My workplace generates a large amount of waste paper from unneeded prints. I take a small fraction of that wasted paper home and cover it with tiny scribbles.
Also a large number of spreadsheet files, screenshots and so on. I even have Sudarsky's paper on gas giant classification in .pdf form and vitally important copies of the TTA books for reference.
@ratlan - yes, I think it's a shame that gas giants with life have such low values.
This Orlov diagram (credit value for mass) shows values specifically for the gas giants with life that I've seen, plus water giants.

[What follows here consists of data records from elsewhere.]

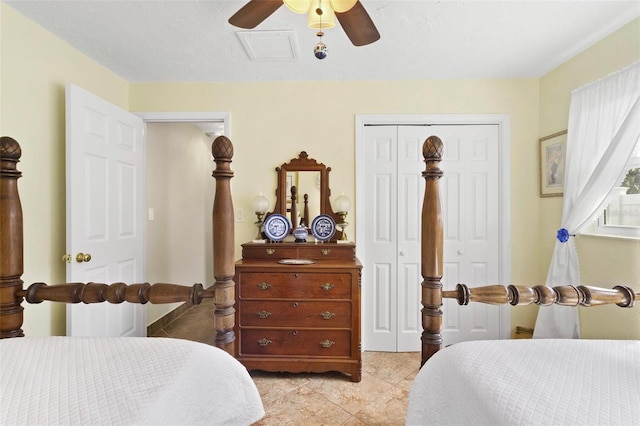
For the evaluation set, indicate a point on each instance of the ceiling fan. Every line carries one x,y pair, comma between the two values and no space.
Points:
353,17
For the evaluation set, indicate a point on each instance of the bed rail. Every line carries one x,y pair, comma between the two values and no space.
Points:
12,293
432,267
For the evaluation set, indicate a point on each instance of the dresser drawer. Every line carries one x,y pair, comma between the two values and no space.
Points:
317,343
327,252
301,314
294,285
278,251
268,252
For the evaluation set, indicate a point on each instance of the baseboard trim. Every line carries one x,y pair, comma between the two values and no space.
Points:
163,321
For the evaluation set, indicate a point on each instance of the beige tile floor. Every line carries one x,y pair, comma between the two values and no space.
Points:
320,399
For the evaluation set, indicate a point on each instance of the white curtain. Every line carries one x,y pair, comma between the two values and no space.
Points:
603,131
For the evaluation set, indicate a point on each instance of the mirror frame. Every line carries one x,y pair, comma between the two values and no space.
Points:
305,164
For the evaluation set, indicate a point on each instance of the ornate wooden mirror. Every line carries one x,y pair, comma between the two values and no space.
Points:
303,190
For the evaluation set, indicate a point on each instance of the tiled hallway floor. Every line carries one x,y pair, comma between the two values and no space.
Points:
320,399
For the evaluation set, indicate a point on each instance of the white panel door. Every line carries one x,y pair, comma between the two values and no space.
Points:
393,191
470,191
380,271
393,185
105,211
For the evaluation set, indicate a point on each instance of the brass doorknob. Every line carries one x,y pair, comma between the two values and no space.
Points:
83,257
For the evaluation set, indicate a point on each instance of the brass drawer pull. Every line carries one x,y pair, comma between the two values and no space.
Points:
327,315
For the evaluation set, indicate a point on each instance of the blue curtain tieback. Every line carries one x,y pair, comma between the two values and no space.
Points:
563,235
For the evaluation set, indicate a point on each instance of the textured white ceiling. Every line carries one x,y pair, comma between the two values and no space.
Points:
191,40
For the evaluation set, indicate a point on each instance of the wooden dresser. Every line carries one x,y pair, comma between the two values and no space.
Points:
299,318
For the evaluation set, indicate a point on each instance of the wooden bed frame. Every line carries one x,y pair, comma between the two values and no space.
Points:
12,293
432,268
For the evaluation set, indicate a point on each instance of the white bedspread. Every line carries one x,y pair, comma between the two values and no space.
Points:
90,381
540,382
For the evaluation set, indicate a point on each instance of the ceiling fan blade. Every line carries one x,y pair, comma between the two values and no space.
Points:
358,26
253,13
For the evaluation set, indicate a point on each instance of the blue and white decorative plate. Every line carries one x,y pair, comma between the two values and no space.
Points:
323,227
276,227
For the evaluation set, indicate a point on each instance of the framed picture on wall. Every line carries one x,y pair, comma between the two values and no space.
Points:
551,156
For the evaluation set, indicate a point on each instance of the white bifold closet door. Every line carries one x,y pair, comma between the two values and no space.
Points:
393,192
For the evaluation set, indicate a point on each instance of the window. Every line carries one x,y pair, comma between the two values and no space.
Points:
621,215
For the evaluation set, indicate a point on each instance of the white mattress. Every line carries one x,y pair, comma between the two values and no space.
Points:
541,382
128,380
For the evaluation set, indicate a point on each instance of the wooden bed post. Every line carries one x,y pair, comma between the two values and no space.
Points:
223,246
11,235
431,250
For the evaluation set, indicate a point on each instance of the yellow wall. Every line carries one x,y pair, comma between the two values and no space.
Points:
36,66
603,261
271,123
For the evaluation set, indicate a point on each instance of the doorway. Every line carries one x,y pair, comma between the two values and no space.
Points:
388,178
179,199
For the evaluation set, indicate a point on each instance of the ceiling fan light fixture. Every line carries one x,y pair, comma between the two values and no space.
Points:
298,6
321,15
341,6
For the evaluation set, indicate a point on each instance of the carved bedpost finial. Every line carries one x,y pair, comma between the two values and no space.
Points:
432,150
223,246
222,149
10,153
11,240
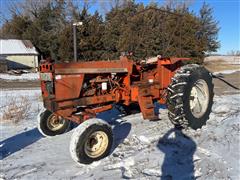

While there aren't enough values to be certain, it's interesting to look at - because the temperature of a gas giant generally increases with mass, and because higher temperature gas giants in this range will be Class II (water clouds) and colder ones will be Class I (ammonia clouds, with a water cloud layer underneath) it looks like the ammonia-based life can only be at the lower part of the mass range, but water-based can be the whole range.
(Would be interested in anything that confirms or disproves this, so if anyone knows of a really massive gas giant with ammonia-based life...)
@Granite - and yes, it would be nice if distance travelled and systems visited count; someone mentioned upthread that they'd seen the rank "tick up" while they were out exploring so perhaps it does count.
This diagram shows a slightly-cleaned up version of the data I have for valuable worlds.
It looks like there's no distinction in value between Water Worlds (Candidate for Terraforming) / Water Worlds (Terraforming in Progress) and Earth-like Worlds. Which makes sense.
Also no distinction between High Metal Content (CFT) and High Metal Content (TIP) worlds.